We write ln(z) as ln(1+z-1) = ln(1+(z-1)) to utilize the familiar expansion that is:
(z-1) - (z-1)^2 / 2 + ...
which converges for |z-1| < 1, i.e., we get convergence of ln(z) in an open Taylor disk centered at z = 1, with the boundary being a circle of radius 1.
Now I want to analytically continue ln(z), along $z=e^{i\theta}$, that is, continue ln(z) along the unit circle |z| = 1, with expansions / Taylor disks centered at $e^{i\theta}$.
I am able to write out explicitly the new power series in powers of (z-$e^{i\theta}$), with new coefficients, and noting that we now have convergence for |z-$e^{i\theta}$| < r < 1.
My question is: Say, on my first shift, shifting the center from z = 1 to z = $e^{i(\pi/6)}$, I get a new power series, but here's my confusion: is this an expansion for the original ln(z), with the original, chosen branch cut, say, the negative real axis? I'm guessing it can't be, because as I continue analytically around the unit circle, I will eventually get a Taylor disk that covers a part of the negative real axis, which would be nonsense.
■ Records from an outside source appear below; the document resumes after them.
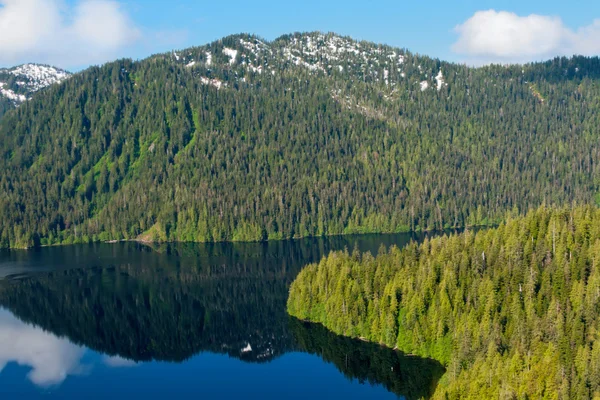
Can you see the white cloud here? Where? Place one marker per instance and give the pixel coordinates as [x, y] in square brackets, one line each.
[51, 358]
[505, 37]
[50, 31]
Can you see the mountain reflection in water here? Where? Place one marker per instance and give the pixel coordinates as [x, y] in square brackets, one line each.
[135, 304]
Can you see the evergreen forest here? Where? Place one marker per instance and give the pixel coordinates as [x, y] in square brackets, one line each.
[512, 312]
[308, 135]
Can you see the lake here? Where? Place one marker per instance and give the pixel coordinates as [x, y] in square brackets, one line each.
[186, 320]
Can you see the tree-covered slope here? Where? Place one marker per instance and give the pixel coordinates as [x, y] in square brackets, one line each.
[18, 84]
[512, 312]
[310, 134]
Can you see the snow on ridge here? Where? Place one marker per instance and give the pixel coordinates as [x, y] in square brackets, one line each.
[231, 53]
[325, 51]
[38, 76]
[440, 80]
[212, 82]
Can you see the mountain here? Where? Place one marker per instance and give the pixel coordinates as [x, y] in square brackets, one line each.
[18, 84]
[310, 134]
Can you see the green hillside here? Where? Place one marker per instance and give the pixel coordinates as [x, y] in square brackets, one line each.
[308, 135]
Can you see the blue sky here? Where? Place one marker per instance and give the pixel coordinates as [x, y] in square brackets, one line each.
[145, 27]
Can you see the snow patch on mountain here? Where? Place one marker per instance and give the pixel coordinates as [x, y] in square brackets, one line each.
[440, 80]
[19, 83]
[231, 53]
[212, 82]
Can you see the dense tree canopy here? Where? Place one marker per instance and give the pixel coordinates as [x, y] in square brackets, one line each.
[512, 312]
[218, 149]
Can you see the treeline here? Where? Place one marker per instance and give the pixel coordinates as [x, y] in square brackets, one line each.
[147, 150]
[512, 312]
[409, 377]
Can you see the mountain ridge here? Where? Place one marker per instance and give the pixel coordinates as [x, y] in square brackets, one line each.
[19, 83]
[244, 140]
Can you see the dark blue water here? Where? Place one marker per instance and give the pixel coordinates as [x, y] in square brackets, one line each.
[203, 321]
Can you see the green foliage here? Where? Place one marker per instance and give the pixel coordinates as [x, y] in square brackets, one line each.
[407, 376]
[512, 312]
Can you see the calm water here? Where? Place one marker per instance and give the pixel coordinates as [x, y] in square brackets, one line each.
[202, 321]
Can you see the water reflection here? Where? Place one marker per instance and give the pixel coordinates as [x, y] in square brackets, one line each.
[50, 358]
[409, 376]
[134, 303]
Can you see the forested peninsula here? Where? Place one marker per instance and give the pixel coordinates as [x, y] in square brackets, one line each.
[308, 135]
[511, 312]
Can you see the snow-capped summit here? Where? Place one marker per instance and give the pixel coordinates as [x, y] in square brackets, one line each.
[17, 84]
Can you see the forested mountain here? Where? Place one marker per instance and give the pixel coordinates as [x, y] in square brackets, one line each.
[310, 134]
[18, 84]
[512, 312]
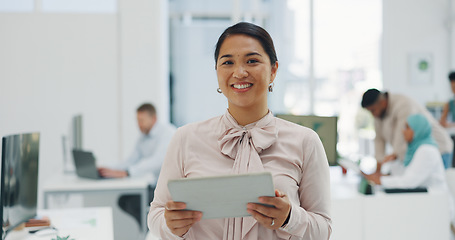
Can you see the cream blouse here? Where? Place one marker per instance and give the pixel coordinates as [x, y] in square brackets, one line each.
[219, 146]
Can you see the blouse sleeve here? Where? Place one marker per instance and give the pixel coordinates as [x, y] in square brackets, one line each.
[311, 219]
[172, 169]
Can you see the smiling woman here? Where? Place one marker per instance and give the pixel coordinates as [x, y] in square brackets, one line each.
[246, 139]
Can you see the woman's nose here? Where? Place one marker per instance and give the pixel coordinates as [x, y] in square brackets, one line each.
[240, 72]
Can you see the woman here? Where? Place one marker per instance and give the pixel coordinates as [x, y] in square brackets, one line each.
[422, 165]
[247, 138]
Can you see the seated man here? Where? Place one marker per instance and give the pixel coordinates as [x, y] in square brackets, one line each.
[146, 158]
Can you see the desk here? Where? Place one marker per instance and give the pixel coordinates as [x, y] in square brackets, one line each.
[80, 224]
[417, 216]
[102, 192]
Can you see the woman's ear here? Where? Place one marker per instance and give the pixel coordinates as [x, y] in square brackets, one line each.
[274, 71]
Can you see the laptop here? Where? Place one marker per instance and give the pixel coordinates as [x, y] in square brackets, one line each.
[85, 164]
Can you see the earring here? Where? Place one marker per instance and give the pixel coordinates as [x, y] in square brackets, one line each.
[271, 87]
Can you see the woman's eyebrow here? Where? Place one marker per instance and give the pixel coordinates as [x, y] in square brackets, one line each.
[248, 54]
[253, 53]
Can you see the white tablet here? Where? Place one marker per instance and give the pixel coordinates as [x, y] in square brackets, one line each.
[222, 196]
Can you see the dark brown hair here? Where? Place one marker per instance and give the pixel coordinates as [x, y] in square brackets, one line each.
[147, 107]
[253, 31]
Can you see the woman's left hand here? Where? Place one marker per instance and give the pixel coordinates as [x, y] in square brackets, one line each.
[271, 217]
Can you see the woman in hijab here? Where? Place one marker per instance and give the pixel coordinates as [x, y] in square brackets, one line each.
[423, 165]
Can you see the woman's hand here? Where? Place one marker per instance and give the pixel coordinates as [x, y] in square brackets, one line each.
[179, 221]
[271, 217]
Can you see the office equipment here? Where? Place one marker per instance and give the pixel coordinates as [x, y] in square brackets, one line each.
[325, 127]
[76, 136]
[85, 164]
[222, 196]
[19, 179]
[77, 223]
[405, 190]
[73, 140]
[385, 216]
[100, 194]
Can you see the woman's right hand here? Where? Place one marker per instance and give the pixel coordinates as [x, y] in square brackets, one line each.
[178, 220]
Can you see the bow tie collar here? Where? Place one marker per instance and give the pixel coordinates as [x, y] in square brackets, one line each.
[244, 143]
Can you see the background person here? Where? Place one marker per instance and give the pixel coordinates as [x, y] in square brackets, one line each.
[449, 107]
[247, 138]
[422, 165]
[150, 149]
[146, 158]
[390, 112]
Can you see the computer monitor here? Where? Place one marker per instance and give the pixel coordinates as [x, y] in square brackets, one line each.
[72, 141]
[76, 132]
[325, 127]
[19, 179]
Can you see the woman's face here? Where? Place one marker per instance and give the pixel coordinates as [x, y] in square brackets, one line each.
[244, 72]
[408, 133]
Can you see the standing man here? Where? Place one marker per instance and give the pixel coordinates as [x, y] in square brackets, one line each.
[150, 149]
[390, 112]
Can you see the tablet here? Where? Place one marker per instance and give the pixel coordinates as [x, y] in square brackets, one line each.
[222, 196]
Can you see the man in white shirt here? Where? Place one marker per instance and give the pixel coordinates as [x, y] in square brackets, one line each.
[146, 158]
[390, 112]
[150, 149]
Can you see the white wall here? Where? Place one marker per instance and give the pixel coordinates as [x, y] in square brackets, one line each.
[55, 65]
[416, 26]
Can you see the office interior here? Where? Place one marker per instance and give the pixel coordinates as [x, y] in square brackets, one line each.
[103, 58]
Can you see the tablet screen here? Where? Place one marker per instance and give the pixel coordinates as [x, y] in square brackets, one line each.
[222, 196]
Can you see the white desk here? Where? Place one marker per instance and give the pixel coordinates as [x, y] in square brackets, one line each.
[102, 192]
[80, 224]
[417, 216]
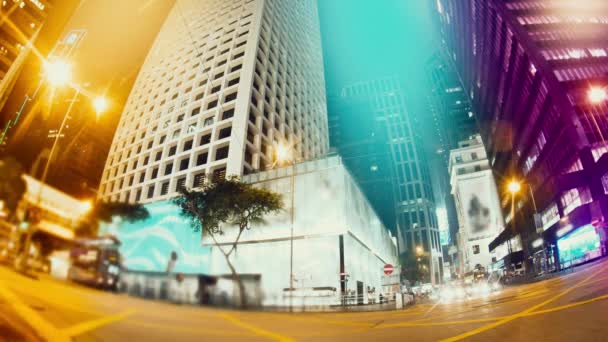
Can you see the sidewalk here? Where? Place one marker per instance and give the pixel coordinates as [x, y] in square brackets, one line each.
[12, 328]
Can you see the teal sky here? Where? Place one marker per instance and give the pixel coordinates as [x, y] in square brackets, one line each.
[365, 39]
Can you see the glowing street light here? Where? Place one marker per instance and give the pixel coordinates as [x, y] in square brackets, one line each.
[100, 104]
[58, 72]
[597, 95]
[514, 186]
[86, 206]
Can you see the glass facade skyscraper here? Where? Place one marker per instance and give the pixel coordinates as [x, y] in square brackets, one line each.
[224, 83]
[376, 136]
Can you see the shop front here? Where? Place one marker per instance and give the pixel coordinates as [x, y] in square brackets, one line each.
[579, 246]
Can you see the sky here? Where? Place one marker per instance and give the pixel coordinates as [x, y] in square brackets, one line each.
[364, 40]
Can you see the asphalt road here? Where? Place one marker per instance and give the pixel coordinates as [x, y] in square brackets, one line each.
[571, 307]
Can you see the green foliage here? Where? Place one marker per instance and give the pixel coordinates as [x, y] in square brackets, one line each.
[12, 186]
[227, 201]
[104, 211]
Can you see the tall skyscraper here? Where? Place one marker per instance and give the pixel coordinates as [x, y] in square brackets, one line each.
[224, 82]
[536, 72]
[372, 130]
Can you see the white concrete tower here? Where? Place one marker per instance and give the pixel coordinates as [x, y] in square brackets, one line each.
[225, 81]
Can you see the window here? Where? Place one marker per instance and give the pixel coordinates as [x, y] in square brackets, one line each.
[233, 81]
[205, 139]
[183, 164]
[228, 114]
[181, 184]
[225, 132]
[188, 145]
[230, 97]
[164, 189]
[199, 180]
[221, 153]
[201, 159]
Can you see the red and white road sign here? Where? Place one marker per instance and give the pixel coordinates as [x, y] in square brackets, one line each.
[388, 269]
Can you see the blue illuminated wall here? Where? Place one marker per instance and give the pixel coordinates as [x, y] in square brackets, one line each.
[577, 244]
[147, 245]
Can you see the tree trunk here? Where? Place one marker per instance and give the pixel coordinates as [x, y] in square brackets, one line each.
[239, 281]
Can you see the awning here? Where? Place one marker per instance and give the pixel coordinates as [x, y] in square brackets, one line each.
[55, 230]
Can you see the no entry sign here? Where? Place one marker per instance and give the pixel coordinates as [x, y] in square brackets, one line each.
[388, 269]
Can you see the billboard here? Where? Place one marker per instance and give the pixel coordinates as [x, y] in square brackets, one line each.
[479, 207]
[148, 245]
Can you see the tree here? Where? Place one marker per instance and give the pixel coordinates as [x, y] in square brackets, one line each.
[412, 267]
[12, 186]
[105, 211]
[228, 202]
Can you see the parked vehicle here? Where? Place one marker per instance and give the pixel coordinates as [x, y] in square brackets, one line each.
[96, 262]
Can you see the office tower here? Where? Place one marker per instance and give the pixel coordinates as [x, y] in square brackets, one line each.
[535, 72]
[453, 121]
[372, 130]
[224, 83]
[478, 205]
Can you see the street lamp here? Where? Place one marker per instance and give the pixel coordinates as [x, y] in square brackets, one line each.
[57, 72]
[100, 105]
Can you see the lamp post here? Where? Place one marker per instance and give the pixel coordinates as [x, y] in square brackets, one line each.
[597, 96]
[285, 155]
[58, 73]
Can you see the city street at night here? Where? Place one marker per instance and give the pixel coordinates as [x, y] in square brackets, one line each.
[569, 307]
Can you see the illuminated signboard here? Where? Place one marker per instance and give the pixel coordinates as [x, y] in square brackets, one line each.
[147, 245]
[582, 242]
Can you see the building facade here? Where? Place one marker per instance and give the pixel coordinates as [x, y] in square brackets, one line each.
[535, 72]
[453, 121]
[477, 205]
[224, 83]
[340, 246]
[372, 130]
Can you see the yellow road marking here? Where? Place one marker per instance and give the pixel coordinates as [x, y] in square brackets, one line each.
[41, 326]
[178, 328]
[83, 327]
[567, 306]
[256, 330]
[517, 315]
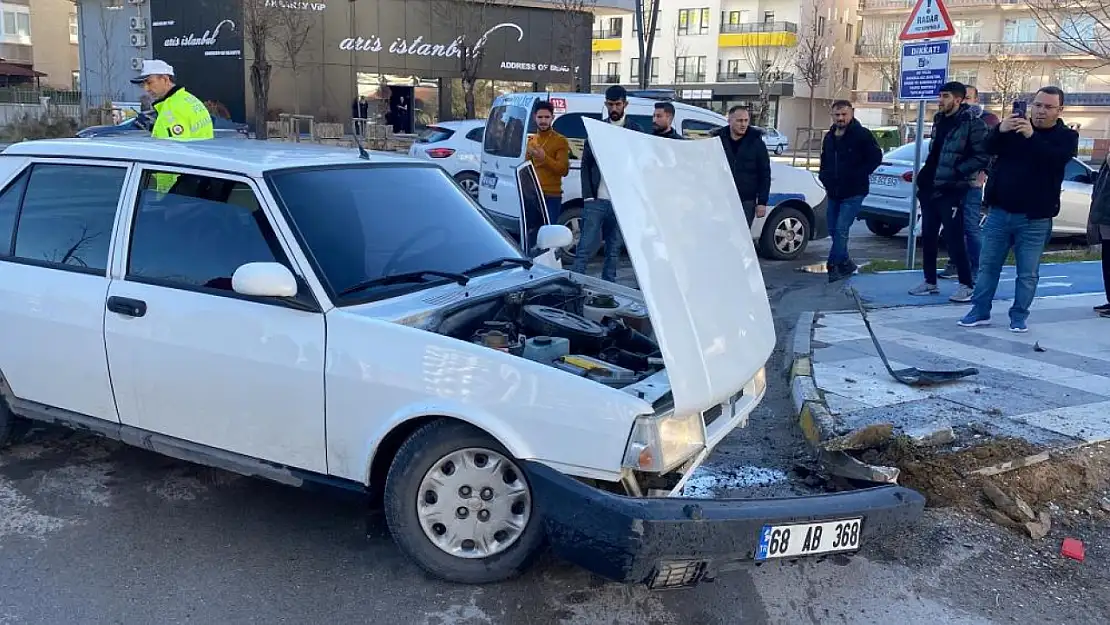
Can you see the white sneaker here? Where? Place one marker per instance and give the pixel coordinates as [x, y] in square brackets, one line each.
[962, 294]
[925, 289]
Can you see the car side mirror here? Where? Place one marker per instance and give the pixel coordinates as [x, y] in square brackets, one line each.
[264, 280]
[554, 237]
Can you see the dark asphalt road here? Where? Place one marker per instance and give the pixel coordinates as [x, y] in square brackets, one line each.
[96, 533]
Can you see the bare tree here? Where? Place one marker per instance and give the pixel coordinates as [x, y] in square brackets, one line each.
[647, 21]
[1008, 76]
[884, 57]
[293, 30]
[1081, 27]
[472, 20]
[813, 62]
[568, 40]
[769, 64]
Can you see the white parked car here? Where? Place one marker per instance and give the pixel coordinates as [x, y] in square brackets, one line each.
[886, 207]
[775, 140]
[797, 200]
[456, 147]
[306, 315]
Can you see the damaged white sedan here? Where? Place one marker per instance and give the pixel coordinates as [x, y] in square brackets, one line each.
[311, 315]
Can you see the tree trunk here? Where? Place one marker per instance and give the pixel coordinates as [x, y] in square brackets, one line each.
[260, 87]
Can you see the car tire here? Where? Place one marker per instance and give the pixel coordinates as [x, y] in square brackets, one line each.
[468, 181]
[424, 491]
[785, 234]
[883, 228]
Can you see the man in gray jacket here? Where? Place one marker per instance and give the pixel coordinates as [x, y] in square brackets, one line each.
[598, 221]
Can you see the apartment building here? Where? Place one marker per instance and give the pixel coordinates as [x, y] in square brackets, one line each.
[999, 47]
[710, 53]
[39, 43]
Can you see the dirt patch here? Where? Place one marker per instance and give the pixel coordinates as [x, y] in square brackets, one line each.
[1073, 480]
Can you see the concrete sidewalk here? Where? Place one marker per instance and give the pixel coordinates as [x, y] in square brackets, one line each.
[1052, 397]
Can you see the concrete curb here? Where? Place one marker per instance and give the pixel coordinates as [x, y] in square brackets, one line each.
[829, 436]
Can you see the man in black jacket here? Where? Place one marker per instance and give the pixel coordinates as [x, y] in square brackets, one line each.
[598, 221]
[849, 154]
[663, 121]
[1031, 155]
[748, 161]
[957, 154]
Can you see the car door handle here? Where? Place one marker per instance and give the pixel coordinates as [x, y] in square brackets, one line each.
[127, 305]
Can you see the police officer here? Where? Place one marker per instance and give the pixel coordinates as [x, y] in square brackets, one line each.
[181, 116]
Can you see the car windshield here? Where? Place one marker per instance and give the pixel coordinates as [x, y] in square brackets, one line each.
[362, 223]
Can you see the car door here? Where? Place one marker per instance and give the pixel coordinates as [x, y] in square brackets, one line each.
[192, 359]
[503, 147]
[57, 219]
[1075, 199]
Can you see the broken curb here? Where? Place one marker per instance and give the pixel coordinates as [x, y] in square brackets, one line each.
[824, 432]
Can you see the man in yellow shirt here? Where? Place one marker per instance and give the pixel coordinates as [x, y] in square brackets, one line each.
[181, 116]
[551, 155]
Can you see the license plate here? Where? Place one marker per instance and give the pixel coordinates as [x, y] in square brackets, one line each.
[809, 538]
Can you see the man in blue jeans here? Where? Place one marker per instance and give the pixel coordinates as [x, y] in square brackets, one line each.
[1030, 157]
[598, 221]
[972, 203]
[849, 154]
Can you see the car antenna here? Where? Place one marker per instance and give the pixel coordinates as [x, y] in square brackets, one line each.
[362, 151]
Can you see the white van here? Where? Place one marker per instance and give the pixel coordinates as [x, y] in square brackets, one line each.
[797, 200]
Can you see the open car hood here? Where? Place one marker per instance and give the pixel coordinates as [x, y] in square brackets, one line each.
[688, 240]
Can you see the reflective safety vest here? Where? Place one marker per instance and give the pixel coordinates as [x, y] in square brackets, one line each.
[181, 117]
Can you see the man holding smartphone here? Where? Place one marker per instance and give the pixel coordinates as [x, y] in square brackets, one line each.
[1030, 155]
[957, 153]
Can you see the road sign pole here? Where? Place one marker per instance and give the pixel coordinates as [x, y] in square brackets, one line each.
[914, 209]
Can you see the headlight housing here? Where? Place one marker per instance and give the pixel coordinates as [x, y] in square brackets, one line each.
[659, 443]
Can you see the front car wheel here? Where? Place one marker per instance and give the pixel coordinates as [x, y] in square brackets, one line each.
[460, 505]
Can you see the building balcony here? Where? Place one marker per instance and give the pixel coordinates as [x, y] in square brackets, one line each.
[898, 6]
[749, 77]
[605, 79]
[688, 77]
[757, 34]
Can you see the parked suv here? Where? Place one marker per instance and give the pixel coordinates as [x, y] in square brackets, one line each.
[796, 215]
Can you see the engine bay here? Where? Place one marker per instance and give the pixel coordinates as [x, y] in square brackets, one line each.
[604, 338]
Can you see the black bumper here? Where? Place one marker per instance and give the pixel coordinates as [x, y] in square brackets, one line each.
[667, 542]
[821, 220]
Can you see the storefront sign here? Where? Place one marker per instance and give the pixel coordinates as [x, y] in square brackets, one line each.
[208, 39]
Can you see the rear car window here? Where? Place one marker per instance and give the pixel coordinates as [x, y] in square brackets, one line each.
[505, 131]
[434, 134]
[59, 227]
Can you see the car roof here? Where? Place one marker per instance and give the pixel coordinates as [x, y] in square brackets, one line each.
[239, 155]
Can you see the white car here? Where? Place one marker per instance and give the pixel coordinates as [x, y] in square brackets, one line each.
[797, 200]
[886, 207]
[310, 315]
[456, 147]
[775, 140]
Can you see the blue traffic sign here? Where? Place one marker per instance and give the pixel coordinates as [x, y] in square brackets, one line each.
[924, 70]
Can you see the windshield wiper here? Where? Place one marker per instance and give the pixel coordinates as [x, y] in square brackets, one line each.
[406, 276]
[497, 262]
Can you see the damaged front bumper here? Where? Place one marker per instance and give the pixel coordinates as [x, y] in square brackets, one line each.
[673, 542]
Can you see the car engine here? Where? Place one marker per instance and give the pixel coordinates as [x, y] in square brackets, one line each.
[596, 335]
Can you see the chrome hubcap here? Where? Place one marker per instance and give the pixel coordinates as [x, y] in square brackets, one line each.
[473, 503]
[789, 235]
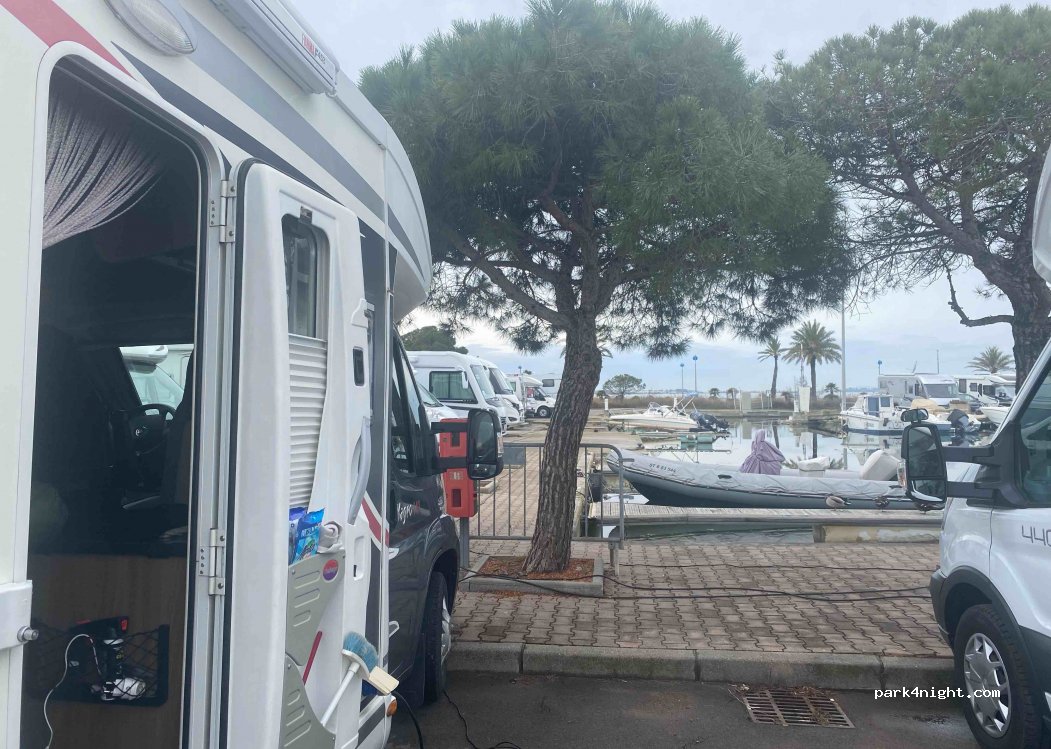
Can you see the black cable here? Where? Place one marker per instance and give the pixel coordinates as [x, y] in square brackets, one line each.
[403, 701]
[838, 568]
[467, 732]
[871, 594]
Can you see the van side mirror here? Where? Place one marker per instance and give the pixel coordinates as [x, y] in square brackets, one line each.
[485, 445]
[482, 454]
[923, 458]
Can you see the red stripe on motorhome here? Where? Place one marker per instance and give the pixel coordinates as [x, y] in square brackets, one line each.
[53, 24]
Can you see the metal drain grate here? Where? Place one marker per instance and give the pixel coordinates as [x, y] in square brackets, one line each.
[804, 706]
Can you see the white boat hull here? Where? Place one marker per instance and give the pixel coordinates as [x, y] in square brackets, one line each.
[671, 423]
[995, 414]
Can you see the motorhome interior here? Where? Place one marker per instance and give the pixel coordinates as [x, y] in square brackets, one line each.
[111, 490]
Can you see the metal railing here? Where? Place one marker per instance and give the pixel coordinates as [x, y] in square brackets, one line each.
[509, 503]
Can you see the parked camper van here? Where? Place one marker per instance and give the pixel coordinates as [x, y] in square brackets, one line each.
[534, 397]
[461, 382]
[199, 174]
[941, 389]
[990, 591]
[506, 393]
[989, 389]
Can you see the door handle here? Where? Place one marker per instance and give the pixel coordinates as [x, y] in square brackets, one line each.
[16, 606]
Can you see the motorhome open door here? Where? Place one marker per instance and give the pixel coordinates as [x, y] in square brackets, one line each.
[299, 439]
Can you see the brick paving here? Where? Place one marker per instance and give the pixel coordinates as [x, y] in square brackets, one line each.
[694, 612]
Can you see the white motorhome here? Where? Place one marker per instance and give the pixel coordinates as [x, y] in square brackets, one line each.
[534, 397]
[187, 172]
[506, 393]
[461, 382]
[941, 389]
[988, 389]
[990, 590]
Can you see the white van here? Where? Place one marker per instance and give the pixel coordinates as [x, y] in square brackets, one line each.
[990, 594]
[460, 381]
[987, 389]
[535, 400]
[506, 393]
[198, 173]
[941, 389]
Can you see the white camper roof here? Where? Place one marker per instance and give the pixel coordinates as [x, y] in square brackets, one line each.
[933, 378]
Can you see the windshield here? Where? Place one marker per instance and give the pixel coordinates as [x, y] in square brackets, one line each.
[428, 397]
[481, 375]
[939, 390]
[153, 385]
[499, 382]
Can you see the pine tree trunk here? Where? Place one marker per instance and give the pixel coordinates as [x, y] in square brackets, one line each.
[1031, 330]
[558, 466]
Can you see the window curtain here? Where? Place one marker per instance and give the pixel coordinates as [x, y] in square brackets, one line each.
[101, 161]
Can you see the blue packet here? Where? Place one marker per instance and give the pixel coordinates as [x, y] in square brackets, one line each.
[307, 534]
[293, 525]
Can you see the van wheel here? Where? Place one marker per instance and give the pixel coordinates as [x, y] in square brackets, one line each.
[987, 657]
[437, 638]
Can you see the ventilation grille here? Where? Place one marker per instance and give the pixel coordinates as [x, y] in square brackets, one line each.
[802, 706]
[308, 367]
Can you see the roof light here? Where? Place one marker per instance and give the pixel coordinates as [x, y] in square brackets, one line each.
[163, 24]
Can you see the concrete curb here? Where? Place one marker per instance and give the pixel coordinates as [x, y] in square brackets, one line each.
[819, 669]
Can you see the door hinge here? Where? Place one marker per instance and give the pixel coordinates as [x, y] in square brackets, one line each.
[221, 211]
[210, 560]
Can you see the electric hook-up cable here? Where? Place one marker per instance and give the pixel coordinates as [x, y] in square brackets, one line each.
[701, 594]
[732, 565]
[467, 731]
[65, 671]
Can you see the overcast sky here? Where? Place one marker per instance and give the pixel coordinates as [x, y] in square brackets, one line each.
[903, 329]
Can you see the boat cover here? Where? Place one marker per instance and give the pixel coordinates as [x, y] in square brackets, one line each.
[689, 474]
[764, 458]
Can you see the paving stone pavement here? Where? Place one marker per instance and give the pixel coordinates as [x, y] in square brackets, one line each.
[695, 607]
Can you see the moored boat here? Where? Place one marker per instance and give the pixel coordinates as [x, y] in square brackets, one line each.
[686, 484]
[656, 417]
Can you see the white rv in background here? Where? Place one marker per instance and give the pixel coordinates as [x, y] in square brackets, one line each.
[989, 389]
[941, 389]
[461, 382]
[506, 393]
[534, 397]
[201, 174]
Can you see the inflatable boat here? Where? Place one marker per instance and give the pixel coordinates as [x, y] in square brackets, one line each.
[687, 484]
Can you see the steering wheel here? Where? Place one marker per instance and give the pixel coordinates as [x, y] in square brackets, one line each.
[140, 432]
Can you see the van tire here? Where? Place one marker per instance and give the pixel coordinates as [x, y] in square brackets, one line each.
[1024, 729]
[436, 637]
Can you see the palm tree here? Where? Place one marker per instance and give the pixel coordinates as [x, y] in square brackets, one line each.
[812, 344]
[991, 360]
[774, 351]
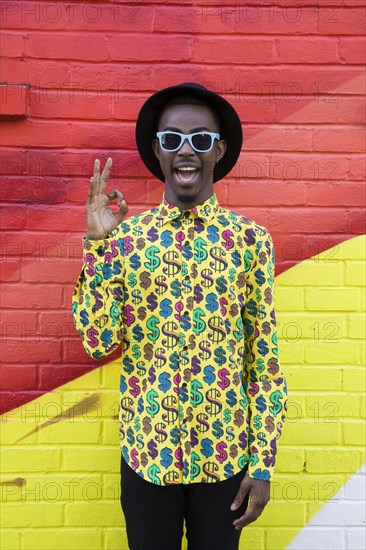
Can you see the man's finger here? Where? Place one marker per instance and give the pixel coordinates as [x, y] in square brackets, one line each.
[105, 174]
[115, 194]
[97, 174]
[92, 190]
[243, 490]
[252, 513]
If indeed, each shift requires me to specify a new branch cut, how do I do this, so that we still have convergent Taylor disks that satisfy |z-$e^{i\theta}$| < 1?
(My task is to do 12 shifts, starting at $\theta = pi/6$ to get back to z = 1 and that I should be able to observe that I get back the original ln(z) plus an additional $2\pi i$.)
Edit: But if I chose a different branch cut, as I shift the center and re-expand the power series, then this new series wouldn't even be an analytic continuation of the original ln(z), so I don't know how to proceed.
Thanks,